Ironically then, having a documentary focused on him seems to be contradictory. Citizenfour is a documentary made by Laura Poitras. Along with Glenn Greenwald, she is one of the two journalists that Snowden reached out to before he left his position working as an IT analyst in the government.
The film consists primarily of a series of conversations over 8 days in Snowden’s hotel room in Hong Kong in May 2013. He speaks with Greenwald and Ewen MacAskill from the Guardian and explains what he’s doing, why he’s doing it and asks for their help as journalists, since they are the ones who will ultimately share the information he has provided through their reporting. The documentary has an informal, home video feel to it, which contrasts with the seriousness of the issues he is discussing. Unexpected interruptions in the form of fire alarms going off and phone calls on the hotel landline heighten this tension, as Snowden is concerned about being picked up by police or American authorities before the stories break. Although it seems that he’s a bit weirdly paranoid, as subsequent events have shown, he was right in being careful given the powerful implications of the information he shared with the world.

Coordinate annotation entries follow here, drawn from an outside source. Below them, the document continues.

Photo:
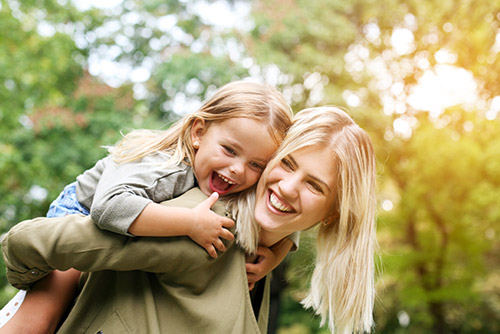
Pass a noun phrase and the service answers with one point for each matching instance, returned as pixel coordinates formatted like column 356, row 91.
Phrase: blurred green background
column 419, row 76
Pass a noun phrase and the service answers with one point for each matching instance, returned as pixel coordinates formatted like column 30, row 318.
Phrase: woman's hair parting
column 342, row 284
column 237, row 99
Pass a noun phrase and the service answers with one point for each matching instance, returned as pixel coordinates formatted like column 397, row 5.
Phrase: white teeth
column 225, row 180
column 275, row 202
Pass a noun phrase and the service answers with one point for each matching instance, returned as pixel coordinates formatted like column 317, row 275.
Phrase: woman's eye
column 316, row 187
column 229, row 150
column 256, row 166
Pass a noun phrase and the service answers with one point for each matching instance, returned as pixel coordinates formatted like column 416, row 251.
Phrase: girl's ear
column 197, row 131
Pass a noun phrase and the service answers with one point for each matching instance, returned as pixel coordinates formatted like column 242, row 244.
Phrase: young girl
column 323, row 175
column 221, row 148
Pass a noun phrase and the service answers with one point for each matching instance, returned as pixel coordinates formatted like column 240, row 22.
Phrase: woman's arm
column 34, row 248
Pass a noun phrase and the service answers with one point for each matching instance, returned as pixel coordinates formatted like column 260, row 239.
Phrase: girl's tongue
column 218, row 184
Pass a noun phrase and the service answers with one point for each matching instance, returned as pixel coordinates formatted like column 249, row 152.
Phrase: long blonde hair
column 235, row 99
column 342, row 284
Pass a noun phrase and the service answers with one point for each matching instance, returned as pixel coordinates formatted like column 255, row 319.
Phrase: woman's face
column 298, row 192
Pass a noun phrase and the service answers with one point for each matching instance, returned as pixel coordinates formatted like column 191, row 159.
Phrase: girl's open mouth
column 220, row 183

Snowden has been criticized as a traitor and lauded as a whistleblower. In the film, Snowden comes across as an articulate, thoughtful and principled man who has thought through his actions and the consequences of his actions for himself. His concern is mainly for his loved ones, his girlfriend and his family, who face questioning about his whereabouts during the time that he is in Hong Kong.
The documentary is a kind of a historical record, marking a particular moment in time. It is the visual accompaniment to Glenn Greenwald’s No Place to Hide (2014), which covered the same events from his perspective. It’s a cliché, but the book is better than the film, which drags a bit sometimes. In retrospect though, both the film and the book were just the preface because the actual story is what happened later, after the Snowden material became the Snowden revelations.
In the end, the point is not Snowden, even though it is easy to focus on the individual. The point is the debate he opened up by pulling back the curtain and revealing how power works. He revealed the hypocrisy of the American government as it scrambled to publicly justify the intrusive machinery of mass surveillance in the name of making the post 9/11 world safer. The question he raised is who do American citizens need to be protected from the most? It may not be “the terrorists,” but their own government when it abuses the power it was elected to uphold.